Thomas Tuchel anunciou, nesta terça-feira (24/03/2026), que a seleção inglesa fará das bolas paradas um pilar estratégico na reta final de preparação para a Copa do Mundo, a pouco mais de 80 dias do torneio. Em coletiva de imprensa na base de St. George’s Park, o técnico explicou que o desgaste físico, o clima quente e o formato eliminatório favorecem equipes que capitalizam escanteios, faltas e laterais longos – fundamento que virou tendência na Premier League 2025/26.
Por que as bolas paradas ganharam protagonismo na Premier League 2025/26
A liga inglesa vive um cenário inédito de “epidemia” de laterais longos. Segundo a Opta, a média saltou de 1,52 para 3,92 cobranças por jogo – o maior índice já registrado.
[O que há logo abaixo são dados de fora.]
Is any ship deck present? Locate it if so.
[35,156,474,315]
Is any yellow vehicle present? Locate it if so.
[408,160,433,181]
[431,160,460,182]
Todos os 20 clubes usaram o recurso ao menos cinco vezes, e algumas equipes o transformaram em jogada de rotina ofensiva.
Embora o aproveitamento absoluto ainda seja modesto (24 gols em 1.179 laterais longos, ou um gol a cada 12,5 partidas), a repetição da ação aumenta a pressão territorial e gera segundas bolas em zona nobre de ataque. Escanteios, por comparação, convertem em média um gol a cada 20,8 cobranças, mas também contribuem para manter o adversário recuado.
Como Tuchel pretende adaptar o modelo à seleção
Para “importar” esse padrão, Tuchel convocou especialistas em jogo aéreo: Harry Maguire (1,94 m, 73% de duelos aéreos vencidos na temporada), Dan Burn (2,01 m, 77%) e Declan Rice (65% de aproveitamento e média de 2,4 interceptações por partida). O trio será testado nos amistosos contra Uruguai (28/03) e Japão (02/04).
O plano inclui dois pontos-chave:
• Cobranças laterais executadas por especialistas para criar “mini-escanteios” com a bola chegando na pequena área.
• Variação de rotas em faltas frontais, alternando bolas fechadas no primeiro pau e jogadas ensaiadas em passes rasteiros, buscando confundir a linha defensiva rival.
Raio-X: números que justificam a aposta
Premier League 2025/26*
– 3,92 laterais longos/jogo
– 1 gol a cada 12,5 partidas nesse tipo de lateral
– 77% das equipes marcaram ao menos uma vez após lateral longo
– 10 min 42 s: tempo médio com a bola fora de jogo apenas em laterais (aumento de 1 min 57 s em relação a 24/25)
*Dados Opta atualizados até a 30ª rodada.
Imagem: IMAGO
O que esperar dos amistosos contra Uruguai e Japão
Além de avaliar a precisão das cobranças, Tuchel observará a transição defensiva imediatamente após a perda da bola – problema recorrente em ações de lateral longo. A tendência é que a Inglaterra defenda com linha de quatro recuada, mantendo Rice como “guarda-costas” para segundas bolas e Maguire/Burn atacando a primeira trave.
Impacto projetado para a Copa do Mundo de 2026
Se a nova engrenagem funcionar, a Inglaterra chegará ao Mundial com um trunfo valioso em jogos truncados. Em torneios curtos, 30% dos confrontos de mata-mata dos últimos três Mundiais foram decididos por um único gol – muitas vezes originado de bola parada. Com a inclusão de especialistas e ensaios específicos, Tuchel busca reduzir a variância ofensiva e maximizar a eficiência em partidas de alta tensão e poucos espaços.
No horizonte imediato, os duelos de março oferecerão parâmetro real do potencial dessa “versão Premier League” da Inglaterra. Caso o rendimento aéreo se traduza em gols, a tendência é de que o treinador consolide a tática como plano A em confrontos de oitavas e quartas de final da Copa, etapa em que a seleção falhou nas últimas duas edições.
Próximo passo: acompanhar a performance contra Uruguai e Japão para verificar se a Inglaterra consegue transformar volume de bolas paradas em vantagem concreta no placar – indicador que pode reposicionar o time entre os principais favoritos ao título.